Recession and Recovery (1982-1990)
Calgarians enjoyed a strong and dynamic economy at the start of the 1980s; however, a recession caused by a number of circumstances would soon set in directly impacting Calgary’s real estate industry. Returning to power in 1980, Pierre Trudeau’s Liberals introduced the National Energy Plan as a means of regulating energy industries in order to encourage Canadian investment, lower oil prices, and receive a better share of the oil industry's profits by increasing corporate taxes. The NEP scared away any foreign investment in Calgary's oil companies, which were largely American owned. Immediately, oil companies in Calgary were laying people off and closing up shop. Alberta's oil and gas industry was decimated and billions of dollars of potential revenue left the province. Even Canadian owned companies like Dome Petroleum went under due to rising interest rates and fragile markets.

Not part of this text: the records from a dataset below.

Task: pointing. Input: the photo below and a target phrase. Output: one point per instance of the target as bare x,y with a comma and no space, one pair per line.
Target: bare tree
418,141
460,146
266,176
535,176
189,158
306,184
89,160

Compared to other Albertan cities, Calgary weathered the recession reasonably well. The oil industry did not shut down completely; many companies weathered the storm, albeit with fewer staff and lowered productivity. When the recession began to affect the city’s economy by 1981, Calgary simultaneously won the bid to host the 1988 Winter Olympic Games. The establishment of Calgary as the host city set off a small construction boom in which world-class facilities like the Canada Olympic Park, COP visitors’ centre, and a Hall of Fame exhibit were built. Other projects that went ahead were the Olympic Speed Skating Oval at the University of Calgary, the Saddledome on Stampede grounds, and the media villages at Broadcast Hill and Lincoln Park. In addition, some buildings underwent significant improvements; for instance, McMahon Stadium was enlarged, the Max Bell Arena was renovated, and the Big Four Building was converted into the International Broadcast Centre. The Olympic construction projects also benefited downtown; the construction of the Olympic Plaza on 8th Avenue helped revitalize the Stephen Avenue Mall, a retail strip in the heart of Calgary that was a popular spot for tourists.
Calgary’s oil-based economy began a slow recovery in 1985 when the NEP was revoked. However, 1986's oil prices remained low resulting in increased job losses, bankruptcies and foreclosures. That year, unemployment rose to 9.6%. However, the next year, the real estate market continued to slowly recover when another building boom hit the city. Downtown office space was once again a hot market, because new businesses were attracted by Calgary's well designed roads, an efficient C-train system, and a busy international airport. In 1987, the housing market saw gains of 11% while unemployment rates dropped. A year later, the Winter Olympics were held in the city, bringing in a lot of business. In the closing years of the decade, Calgary's skyline was once again reshaped with the building of the Canterra Tower (1988), Amoco Tower (1988), and Bankers' Hall (1989).References
Jenish, D’Arcy. “Depressed Oil Prices and the NEP Devastate the Alberta Economy.” Alberta in the 20th Century, Vol. 11: Lougheed & the War with Ottawa. Edmonton: United Western Communications Ltd., 1991.
Koch, George. “Gred, Neglect and the NEP Wreck Alberta’s ‘House of Cards’.” Alberta in the 20th Century, Vol. 11: Lougheed & the War with Ottawa. Edmonton: United Western Communications Ltd., 1991.
Peach, Jack. The First Fifty Years: A Chronicle of Half a Century in the life of the Calgary Real Estate Board 1943 - 1993. The Calgary Real Estate Board.
Stenson, Fred. The Story of Calgary. Fifth House Publishers, 1994.
Sandalack, Beverly A. and Andrei Nicolai. The Calgary Project: Urban Form/Urban Life. Calgary: University of Calgary Press, 2006.